Johnny Watterson hears from the Ireland number six about finding form ahead of a certain 'full-metal-jacket' affair on Saturday
Eddie O'Sullivan knows his way around a sound bite. "It's a four-letter word beginning with F," he says with a barely perceptible theatrical pause. "Form is what you pick a team on."
O'Sullivan's selections have never really deviated from that four-letter word and with the sackful of talent available to him in the back row, form is what he has been harvesting from the provincial sides.
The Ulster flanker, Neil Best, has stepped in on the back of Ulster form. Simon Easterby, who captained the Irish side this time last year, sits on the bench. Easterby may now also be thinking of a four-letter word beginning with F. It's not form.

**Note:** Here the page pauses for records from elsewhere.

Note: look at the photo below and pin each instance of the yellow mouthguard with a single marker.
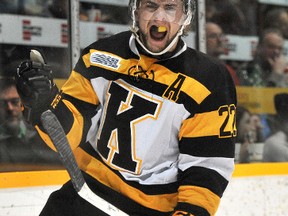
(161, 29)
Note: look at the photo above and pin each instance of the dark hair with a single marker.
(268, 31)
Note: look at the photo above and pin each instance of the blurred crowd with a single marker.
(59, 9)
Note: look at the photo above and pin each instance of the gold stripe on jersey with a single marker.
(157, 72)
(75, 134)
(89, 164)
(80, 88)
(199, 196)
(200, 124)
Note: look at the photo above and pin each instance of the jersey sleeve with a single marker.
(206, 160)
(74, 106)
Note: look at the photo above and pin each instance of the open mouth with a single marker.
(158, 33)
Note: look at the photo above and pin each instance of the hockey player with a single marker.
(151, 122)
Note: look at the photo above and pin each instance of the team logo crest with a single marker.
(105, 60)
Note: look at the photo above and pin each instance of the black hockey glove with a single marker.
(35, 86)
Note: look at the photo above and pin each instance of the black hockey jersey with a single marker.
(153, 136)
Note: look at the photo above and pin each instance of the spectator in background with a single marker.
(277, 18)
(276, 146)
(19, 143)
(215, 44)
(269, 66)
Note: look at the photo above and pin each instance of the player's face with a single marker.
(158, 22)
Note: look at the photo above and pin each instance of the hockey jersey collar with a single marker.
(137, 50)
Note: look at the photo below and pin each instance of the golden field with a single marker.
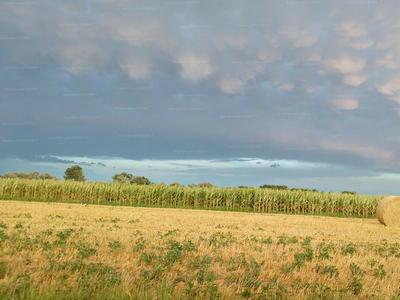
(73, 251)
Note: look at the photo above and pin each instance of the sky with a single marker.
(233, 92)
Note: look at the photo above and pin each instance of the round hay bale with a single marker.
(388, 211)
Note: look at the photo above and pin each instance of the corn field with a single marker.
(248, 199)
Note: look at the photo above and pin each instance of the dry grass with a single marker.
(250, 255)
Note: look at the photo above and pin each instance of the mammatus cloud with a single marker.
(207, 80)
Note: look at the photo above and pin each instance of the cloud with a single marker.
(345, 104)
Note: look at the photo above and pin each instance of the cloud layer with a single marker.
(309, 81)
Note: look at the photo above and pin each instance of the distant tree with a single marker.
(141, 180)
(74, 173)
(201, 184)
(123, 178)
(276, 187)
(129, 178)
(29, 175)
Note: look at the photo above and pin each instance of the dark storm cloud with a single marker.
(221, 80)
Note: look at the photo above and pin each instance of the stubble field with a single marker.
(72, 251)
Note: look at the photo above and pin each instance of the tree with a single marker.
(123, 178)
(276, 187)
(74, 173)
(129, 178)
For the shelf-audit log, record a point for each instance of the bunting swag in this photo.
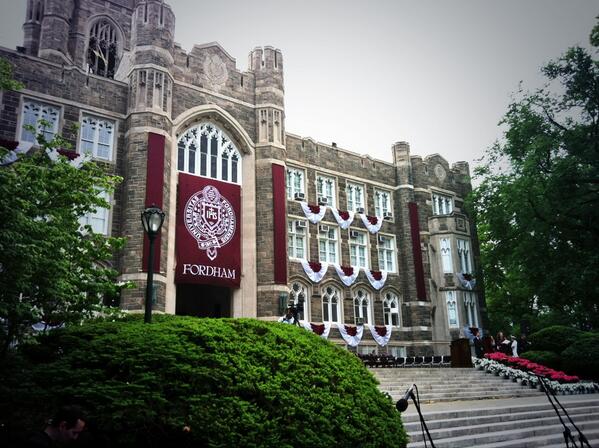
(467, 281)
(314, 213)
(351, 335)
(372, 223)
(208, 236)
(376, 278)
(315, 271)
(344, 218)
(321, 330)
(347, 274)
(381, 334)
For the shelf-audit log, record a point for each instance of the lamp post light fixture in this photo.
(152, 219)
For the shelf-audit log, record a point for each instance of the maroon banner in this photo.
(208, 232)
(154, 188)
(417, 251)
(279, 205)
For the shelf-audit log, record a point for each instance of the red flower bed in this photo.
(532, 367)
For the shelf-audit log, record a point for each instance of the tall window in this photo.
(207, 151)
(299, 294)
(325, 187)
(97, 137)
(386, 253)
(362, 307)
(470, 305)
(464, 255)
(98, 219)
(391, 309)
(34, 112)
(295, 182)
(328, 249)
(296, 238)
(358, 249)
(331, 300)
(446, 255)
(442, 204)
(452, 308)
(382, 202)
(102, 49)
(355, 197)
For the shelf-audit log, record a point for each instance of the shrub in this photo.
(228, 382)
(553, 339)
(546, 358)
(582, 357)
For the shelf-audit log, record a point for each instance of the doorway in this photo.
(203, 301)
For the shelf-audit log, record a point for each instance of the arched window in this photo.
(331, 302)
(102, 49)
(217, 157)
(391, 309)
(362, 307)
(299, 295)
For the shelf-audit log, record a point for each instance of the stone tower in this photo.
(148, 143)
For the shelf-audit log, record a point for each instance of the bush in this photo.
(545, 358)
(582, 357)
(228, 382)
(554, 339)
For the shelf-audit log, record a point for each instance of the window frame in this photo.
(332, 199)
(293, 234)
(393, 254)
(95, 142)
(327, 240)
(290, 189)
(38, 129)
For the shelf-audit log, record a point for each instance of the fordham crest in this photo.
(210, 219)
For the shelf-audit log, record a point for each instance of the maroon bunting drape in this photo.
(208, 242)
(154, 188)
(417, 251)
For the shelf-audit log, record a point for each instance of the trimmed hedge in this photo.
(554, 339)
(548, 359)
(200, 382)
(582, 357)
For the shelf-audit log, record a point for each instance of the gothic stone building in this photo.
(386, 243)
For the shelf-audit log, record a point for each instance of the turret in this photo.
(32, 26)
(267, 65)
(55, 27)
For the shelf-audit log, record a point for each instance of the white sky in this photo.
(437, 74)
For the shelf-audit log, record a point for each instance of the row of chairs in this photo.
(372, 360)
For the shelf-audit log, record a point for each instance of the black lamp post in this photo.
(152, 219)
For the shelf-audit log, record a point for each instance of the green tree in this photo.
(50, 267)
(537, 205)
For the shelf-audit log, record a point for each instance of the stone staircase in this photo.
(468, 408)
(446, 384)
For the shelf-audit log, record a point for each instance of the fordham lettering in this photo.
(201, 270)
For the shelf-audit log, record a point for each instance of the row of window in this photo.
(96, 136)
(326, 190)
(332, 309)
(329, 245)
(463, 254)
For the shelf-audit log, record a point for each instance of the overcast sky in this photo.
(437, 74)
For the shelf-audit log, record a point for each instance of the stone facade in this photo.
(118, 60)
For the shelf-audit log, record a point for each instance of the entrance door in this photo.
(203, 301)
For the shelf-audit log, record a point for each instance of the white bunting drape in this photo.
(382, 340)
(314, 218)
(314, 328)
(372, 228)
(343, 223)
(347, 280)
(315, 276)
(376, 284)
(354, 340)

But with Best everything is straightforward. He's that sort of player on the field; like all the best marauders, he plays his game on the edge, fearless and aggressive. "I was surprised that I got the nod today," he says. "I knew I was in the 22 so the worst-case scenario was that I was going to sit on the bench. The best-case scenario was that I was starting, so I wasn't really worried.
"Eddie picks the team. If he thinks I've played well then he picks me. That's how it works. If I don't play well I get dropped. This is not my jersey at all."
It's where Best left off in Australia on Ireland's summer tour. Of course he has just five international caps, and not many brows would have furrowed had O'Sullivan opted for the Llanelli player instead. But the backrow make-up has always been a theatre of hot debate.
"It's always difficult," says O'Sullivan. "It's no secret that I'm a big fan of Simon Easterby and this was a very tough call. But Neil Best has played very well for Ulster and it was a toss of a coin between the two of them. Neil had a very good tour in the summer and he's carried that form into the season."
The flanker likes to cook in his spare time, particularly desserts, but the Wellington College boy is no souffle. Man of the match at Stradey Park a few weeks ago and a constant stand-out performer for Ulster coach Mark McCall, Best goes into Saturday's game knowing he will face a Springbok pack O'Sullivan has characterised as "monstrous" and mix it in a contest the coach sees as "a full-metal-jacket affair".
"I think size is unimportant," says Best to a small ripple of giggles. "I've watched the games. I've watched the players in my opposite position. We do our analysis quite thoroughly. I know that they (South Africans) are five maybe eight kilos heavier than I am. It's not a weight competition. We're rugby players. Their size doesn't cut the mustard with me. As far as I'm concerned, guys can be bigger and stronger but it doesn't necessarily make them better rugby players.
"I'm not worried about them being monstrous or physical because I knew they'd be big. I'm not surprised by you telling me that."
It's fighting talk from Best and he's not alone in going into the match confident Ireland have a chance of winning, despite having beaten the Springboks only twice.
He also understands how O'Sullivan operates and when a player has the blindside number, it is up to his rivals to take it off him. Best is in possession and his game, as he sees it, has developed; he is no longer just the rampaging hit-man with a penchant for the sinbin.
"I'd like to think it has (developed). There's no point getting to a certain level and staying there," he says. "I want to progress - become better and better and better. I think I probably have got better. Better decision-making, better skills, better hands, better defensively in the lineout as well as in the attacking ones. I'm progressing I think."
He came from a hockey-playing school and had no aspirations to see rugby as anything other than a recreational game until he graduated from university at the age of 22. In a sense Best is an experienced hand with low mileage. With a Masters degree in polymer engineering, he knows words much longer than four letters. For now, though, the F word will do just fine.